The global recovery package agreed at the G20 must not be used as artificial life support for a dying economic model, warns ActionAid.
“There is a risk that this $1 trillion breathing space will be used to carry on with business as usual,” said Soren Ambrose, ActionAid’s development finance advisor.
“Instead developing countries need to be encouraged to introduce new policies to put markets at the service of people instead of the other way around.”
“We need to invest in the human capital and the productive capacity of women and the poor to bring about land reforms, massive investment in smallholder agriculture, universal and free education and health care,” said Anne Jellema, International Policy Director at ActionAid.
Use of the IMF's reserve assets (Special Drawing Rights - its own currency) is an innovative step, which needs to be repeated every year until the recession ends, rather than used on an ad hoc basis.
“This will enable poor countries to access much needed liquidity at very low rates of interest without incurring the complex and often punitive conditions attached to normal IMF loans,” said Ambrose. “The G20 must ensure that at least half of the Special Drawing Rights allocated go to developing countries.
“By contrast a massive increase in IMF resources without an equally massive shift in IMF priorities and policies will only amount to putting neo-liberalism on life-support,” he added.

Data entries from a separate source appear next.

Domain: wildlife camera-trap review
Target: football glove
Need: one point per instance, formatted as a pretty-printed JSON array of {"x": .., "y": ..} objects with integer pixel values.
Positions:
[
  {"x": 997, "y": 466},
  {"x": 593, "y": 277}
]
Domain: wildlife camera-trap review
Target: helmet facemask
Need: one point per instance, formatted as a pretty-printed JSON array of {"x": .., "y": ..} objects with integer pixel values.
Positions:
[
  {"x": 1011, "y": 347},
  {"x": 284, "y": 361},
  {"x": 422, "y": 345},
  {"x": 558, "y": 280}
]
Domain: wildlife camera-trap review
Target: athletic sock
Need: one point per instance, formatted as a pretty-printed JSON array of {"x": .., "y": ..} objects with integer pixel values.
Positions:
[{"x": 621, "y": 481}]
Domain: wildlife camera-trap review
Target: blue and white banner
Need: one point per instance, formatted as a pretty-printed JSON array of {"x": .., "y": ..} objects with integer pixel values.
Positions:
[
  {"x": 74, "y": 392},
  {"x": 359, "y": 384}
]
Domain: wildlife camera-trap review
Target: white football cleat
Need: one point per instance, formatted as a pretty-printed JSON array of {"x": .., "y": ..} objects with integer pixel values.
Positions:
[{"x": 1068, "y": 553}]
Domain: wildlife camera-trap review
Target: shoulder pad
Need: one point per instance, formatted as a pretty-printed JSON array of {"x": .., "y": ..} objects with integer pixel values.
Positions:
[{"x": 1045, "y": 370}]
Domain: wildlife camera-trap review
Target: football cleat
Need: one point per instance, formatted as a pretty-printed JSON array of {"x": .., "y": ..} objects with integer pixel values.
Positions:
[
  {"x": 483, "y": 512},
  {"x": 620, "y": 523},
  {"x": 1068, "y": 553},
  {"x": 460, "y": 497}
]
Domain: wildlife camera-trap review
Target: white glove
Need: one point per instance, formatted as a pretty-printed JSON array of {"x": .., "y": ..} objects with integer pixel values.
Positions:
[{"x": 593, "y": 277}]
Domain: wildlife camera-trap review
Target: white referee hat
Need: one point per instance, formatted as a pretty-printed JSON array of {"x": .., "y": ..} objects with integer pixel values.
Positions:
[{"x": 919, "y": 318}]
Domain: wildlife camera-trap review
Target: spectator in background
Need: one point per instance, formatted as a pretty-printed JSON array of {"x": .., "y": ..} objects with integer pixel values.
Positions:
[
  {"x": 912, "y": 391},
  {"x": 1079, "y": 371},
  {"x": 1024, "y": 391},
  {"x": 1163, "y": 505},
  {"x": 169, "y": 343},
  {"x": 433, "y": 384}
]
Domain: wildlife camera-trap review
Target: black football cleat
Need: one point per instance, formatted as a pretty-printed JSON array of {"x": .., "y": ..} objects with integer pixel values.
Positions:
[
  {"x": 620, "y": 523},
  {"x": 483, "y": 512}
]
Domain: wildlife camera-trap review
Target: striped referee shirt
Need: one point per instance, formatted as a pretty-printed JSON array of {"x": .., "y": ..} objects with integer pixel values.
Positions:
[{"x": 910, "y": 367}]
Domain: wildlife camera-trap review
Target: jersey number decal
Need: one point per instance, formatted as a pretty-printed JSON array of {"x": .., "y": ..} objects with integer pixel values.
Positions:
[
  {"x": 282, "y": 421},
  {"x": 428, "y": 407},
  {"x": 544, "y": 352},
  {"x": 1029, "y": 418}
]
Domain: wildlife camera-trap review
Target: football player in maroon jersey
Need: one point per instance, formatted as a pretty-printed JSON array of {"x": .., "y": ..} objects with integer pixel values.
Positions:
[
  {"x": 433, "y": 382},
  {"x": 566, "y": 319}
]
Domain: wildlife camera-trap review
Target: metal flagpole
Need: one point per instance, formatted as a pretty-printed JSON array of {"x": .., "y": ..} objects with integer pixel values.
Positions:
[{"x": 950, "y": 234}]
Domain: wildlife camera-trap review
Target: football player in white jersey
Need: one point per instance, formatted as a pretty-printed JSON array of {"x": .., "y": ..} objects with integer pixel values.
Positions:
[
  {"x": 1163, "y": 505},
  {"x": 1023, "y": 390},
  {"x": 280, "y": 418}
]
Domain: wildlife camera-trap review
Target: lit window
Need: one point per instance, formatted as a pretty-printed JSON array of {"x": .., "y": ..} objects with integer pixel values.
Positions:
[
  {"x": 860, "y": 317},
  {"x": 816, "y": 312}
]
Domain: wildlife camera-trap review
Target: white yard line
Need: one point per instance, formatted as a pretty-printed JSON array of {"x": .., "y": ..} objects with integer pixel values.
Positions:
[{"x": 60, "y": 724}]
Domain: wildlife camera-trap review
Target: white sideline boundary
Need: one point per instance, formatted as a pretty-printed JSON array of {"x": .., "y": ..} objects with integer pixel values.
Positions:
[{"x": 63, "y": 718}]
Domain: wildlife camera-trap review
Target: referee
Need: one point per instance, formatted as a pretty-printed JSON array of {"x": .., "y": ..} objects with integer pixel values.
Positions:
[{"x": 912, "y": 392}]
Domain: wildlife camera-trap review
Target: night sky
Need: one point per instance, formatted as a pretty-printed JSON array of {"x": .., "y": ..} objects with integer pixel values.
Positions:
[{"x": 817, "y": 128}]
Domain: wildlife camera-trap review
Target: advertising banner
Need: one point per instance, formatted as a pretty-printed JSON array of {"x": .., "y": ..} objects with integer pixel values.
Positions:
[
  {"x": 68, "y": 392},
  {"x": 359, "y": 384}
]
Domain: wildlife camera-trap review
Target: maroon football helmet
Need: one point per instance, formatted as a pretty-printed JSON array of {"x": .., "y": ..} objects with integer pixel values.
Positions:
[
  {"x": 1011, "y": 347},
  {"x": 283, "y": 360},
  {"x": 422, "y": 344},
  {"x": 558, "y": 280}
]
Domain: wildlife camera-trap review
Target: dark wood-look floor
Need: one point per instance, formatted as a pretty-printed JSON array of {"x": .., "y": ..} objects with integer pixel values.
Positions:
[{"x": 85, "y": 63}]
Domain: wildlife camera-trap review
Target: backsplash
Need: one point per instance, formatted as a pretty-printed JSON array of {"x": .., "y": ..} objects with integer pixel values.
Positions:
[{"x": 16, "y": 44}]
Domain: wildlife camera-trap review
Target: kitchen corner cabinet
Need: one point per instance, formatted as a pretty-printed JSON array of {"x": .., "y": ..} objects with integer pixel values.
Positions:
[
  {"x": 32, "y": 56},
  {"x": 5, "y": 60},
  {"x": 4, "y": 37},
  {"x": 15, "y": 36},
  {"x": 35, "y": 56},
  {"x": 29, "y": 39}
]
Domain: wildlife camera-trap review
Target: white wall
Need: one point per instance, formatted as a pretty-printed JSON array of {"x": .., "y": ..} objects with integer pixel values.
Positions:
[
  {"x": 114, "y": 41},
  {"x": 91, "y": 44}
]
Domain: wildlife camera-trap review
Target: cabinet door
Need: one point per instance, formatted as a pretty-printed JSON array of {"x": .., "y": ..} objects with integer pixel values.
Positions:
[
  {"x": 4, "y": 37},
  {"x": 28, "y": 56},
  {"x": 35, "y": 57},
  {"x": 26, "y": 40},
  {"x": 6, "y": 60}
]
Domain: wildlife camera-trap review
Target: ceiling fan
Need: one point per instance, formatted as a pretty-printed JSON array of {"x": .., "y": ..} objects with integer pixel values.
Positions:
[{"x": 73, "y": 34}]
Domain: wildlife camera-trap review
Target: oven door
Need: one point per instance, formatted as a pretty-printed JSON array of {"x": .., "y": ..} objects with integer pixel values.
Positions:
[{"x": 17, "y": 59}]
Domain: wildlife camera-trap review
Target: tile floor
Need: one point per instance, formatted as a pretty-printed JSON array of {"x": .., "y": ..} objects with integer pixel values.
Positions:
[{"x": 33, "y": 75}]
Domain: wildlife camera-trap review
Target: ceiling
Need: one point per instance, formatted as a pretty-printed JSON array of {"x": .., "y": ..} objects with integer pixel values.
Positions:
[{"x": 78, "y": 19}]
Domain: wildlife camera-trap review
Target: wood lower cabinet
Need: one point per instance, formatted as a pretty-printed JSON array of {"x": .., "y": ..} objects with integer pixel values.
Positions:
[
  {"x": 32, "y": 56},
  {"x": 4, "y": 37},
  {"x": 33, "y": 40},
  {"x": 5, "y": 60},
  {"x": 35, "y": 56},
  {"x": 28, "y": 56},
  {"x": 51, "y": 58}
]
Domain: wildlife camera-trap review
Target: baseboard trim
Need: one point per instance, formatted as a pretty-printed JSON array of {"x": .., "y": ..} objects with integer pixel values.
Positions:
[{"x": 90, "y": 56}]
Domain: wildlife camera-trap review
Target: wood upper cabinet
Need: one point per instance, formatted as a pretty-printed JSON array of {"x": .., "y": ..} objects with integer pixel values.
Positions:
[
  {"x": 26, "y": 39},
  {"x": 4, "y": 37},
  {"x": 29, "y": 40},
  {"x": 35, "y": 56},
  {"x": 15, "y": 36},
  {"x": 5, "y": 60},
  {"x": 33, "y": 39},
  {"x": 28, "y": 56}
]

“The IMF has been one of the main proponents of the dogma of liberalising, privatising and deregulating economies that has failed so spectacularly in recent months.
“The burden of proof is with the IMF to demonstrate that it is ready to discard these toxic policies. Cosmetic changes in voting shares are not enough. By the time of the spring meetings the IMF must have a plan in place that would give developing countries equal voice. They should perhaps require a veto of their own!”
ActionAid is an international anti-poverty agency working in over 40 countries taking sides with poor people to end poverty and injustice together.